Glanvill died a wealthy bachelor on 12 June 1735, aged 71, at Catchfrench, in St. Germans, Cornwall, an estate he had purchased in 1726.

==Works==
Glanvill was the author of:

- Some Odes of Horace imitated with Relation to His Majesty and the Times, London, 1690.
- Poem … lamenting the Death of her late Sacred Majesty of the Small-pox, London, 1695.
- A Panegyrick to the King [in verse], London [1697].
- The Happy Pair, a new song [anon.], London [1706?]; other editions 1710? 1750?.
- Poems, consisting of originals and translations, London, 1725.
- Two Letters to Francis Gregor, dated Catchfrench, August 1730 and October 1730, printed in Francis Gregor's preface to Sir John Fortescue's De Laudibus legum Angliæ, 1737, pp. xxvii–xxxii.

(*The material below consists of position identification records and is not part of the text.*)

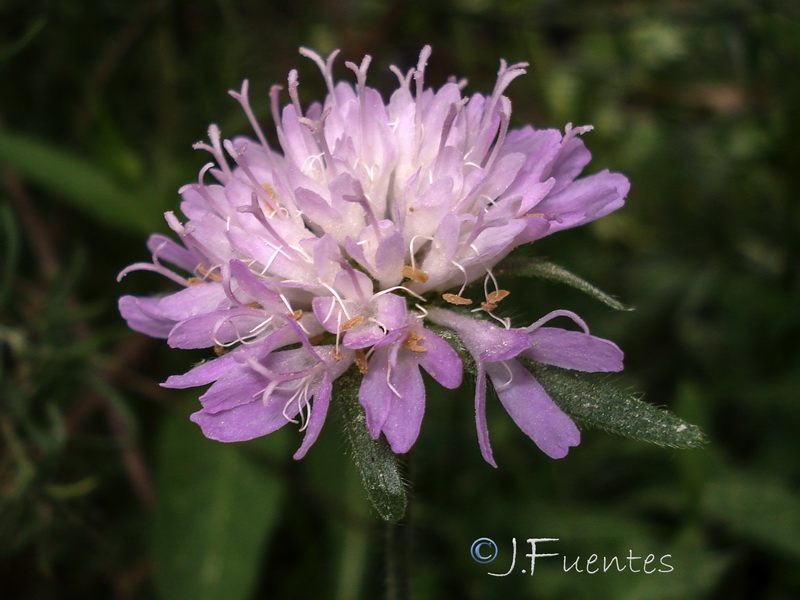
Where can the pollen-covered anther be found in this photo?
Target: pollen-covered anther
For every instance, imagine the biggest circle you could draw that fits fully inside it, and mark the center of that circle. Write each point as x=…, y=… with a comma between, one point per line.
x=209, y=273
x=270, y=191
x=412, y=342
x=414, y=274
x=455, y=299
x=350, y=323
x=361, y=361
x=496, y=296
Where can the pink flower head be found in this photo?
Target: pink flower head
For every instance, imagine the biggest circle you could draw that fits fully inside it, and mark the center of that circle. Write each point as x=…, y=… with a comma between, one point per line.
x=337, y=250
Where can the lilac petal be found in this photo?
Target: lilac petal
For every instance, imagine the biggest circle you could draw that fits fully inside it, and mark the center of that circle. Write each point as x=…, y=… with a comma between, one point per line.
x=208, y=371
x=532, y=409
x=571, y=159
x=239, y=385
x=374, y=395
x=440, y=360
x=390, y=310
x=216, y=328
x=480, y=415
x=585, y=200
x=389, y=258
x=363, y=337
x=573, y=350
x=166, y=249
x=253, y=286
x=145, y=316
x=325, y=310
x=319, y=410
x=404, y=420
x=194, y=300
x=485, y=341
x=242, y=423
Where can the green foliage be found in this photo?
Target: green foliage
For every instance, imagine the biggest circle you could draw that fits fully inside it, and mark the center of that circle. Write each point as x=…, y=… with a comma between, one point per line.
x=695, y=102
x=592, y=400
x=215, y=512
x=379, y=466
x=519, y=266
x=77, y=181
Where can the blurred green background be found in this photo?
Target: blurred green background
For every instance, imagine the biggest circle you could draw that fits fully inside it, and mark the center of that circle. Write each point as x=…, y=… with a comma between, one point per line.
x=107, y=490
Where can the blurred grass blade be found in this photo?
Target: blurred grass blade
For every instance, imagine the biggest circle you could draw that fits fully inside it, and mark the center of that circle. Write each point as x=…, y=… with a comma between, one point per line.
x=520, y=266
x=10, y=246
x=593, y=401
x=77, y=181
x=214, y=513
x=758, y=508
x=379, y=466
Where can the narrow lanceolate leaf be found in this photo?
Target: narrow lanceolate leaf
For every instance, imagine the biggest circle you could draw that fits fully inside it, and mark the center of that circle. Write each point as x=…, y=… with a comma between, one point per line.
x=594, y=402
x=214, y=514
x=76, y=181
x=536, y=267
x=379, y=466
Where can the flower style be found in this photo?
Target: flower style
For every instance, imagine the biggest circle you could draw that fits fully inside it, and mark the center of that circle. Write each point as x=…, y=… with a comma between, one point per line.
x=355, y=247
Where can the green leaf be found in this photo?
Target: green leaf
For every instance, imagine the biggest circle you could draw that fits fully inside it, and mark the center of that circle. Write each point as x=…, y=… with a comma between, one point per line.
x=379, y=466
x=215, y=511
x=589, y=398
x=536, y=267
x=78, y=181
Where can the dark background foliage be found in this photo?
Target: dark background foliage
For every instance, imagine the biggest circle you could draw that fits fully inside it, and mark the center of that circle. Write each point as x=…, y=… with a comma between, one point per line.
x=108, y=492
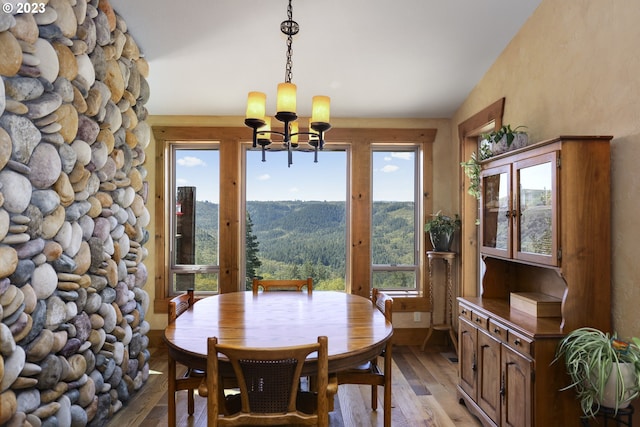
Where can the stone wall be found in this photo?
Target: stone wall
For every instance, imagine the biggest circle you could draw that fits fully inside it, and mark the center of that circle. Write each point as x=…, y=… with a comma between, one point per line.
x=73, y=216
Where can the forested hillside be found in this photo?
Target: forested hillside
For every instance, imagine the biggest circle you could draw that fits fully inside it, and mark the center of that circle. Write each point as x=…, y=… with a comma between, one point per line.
x=299, y=239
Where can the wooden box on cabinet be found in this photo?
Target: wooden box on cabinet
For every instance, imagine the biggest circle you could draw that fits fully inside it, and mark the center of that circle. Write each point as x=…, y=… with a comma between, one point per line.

He also translated from the Latin Seneca's Agamemnon, act i., which, with A Song, was in Miscellany Poems and Translations by Oxford Hands, London, 1685. In the Annual Miscellany for 1694, pt. iv. of Miscellany Poems, London, 1694, he had translations from Seneca and Horace. He also translated Fontenelle's A Plurality of Worlds, London, 1688; other editions, London, 1695; London, 1702. Some his poems were reprinted in vol. iv. of John Nichols's Collection.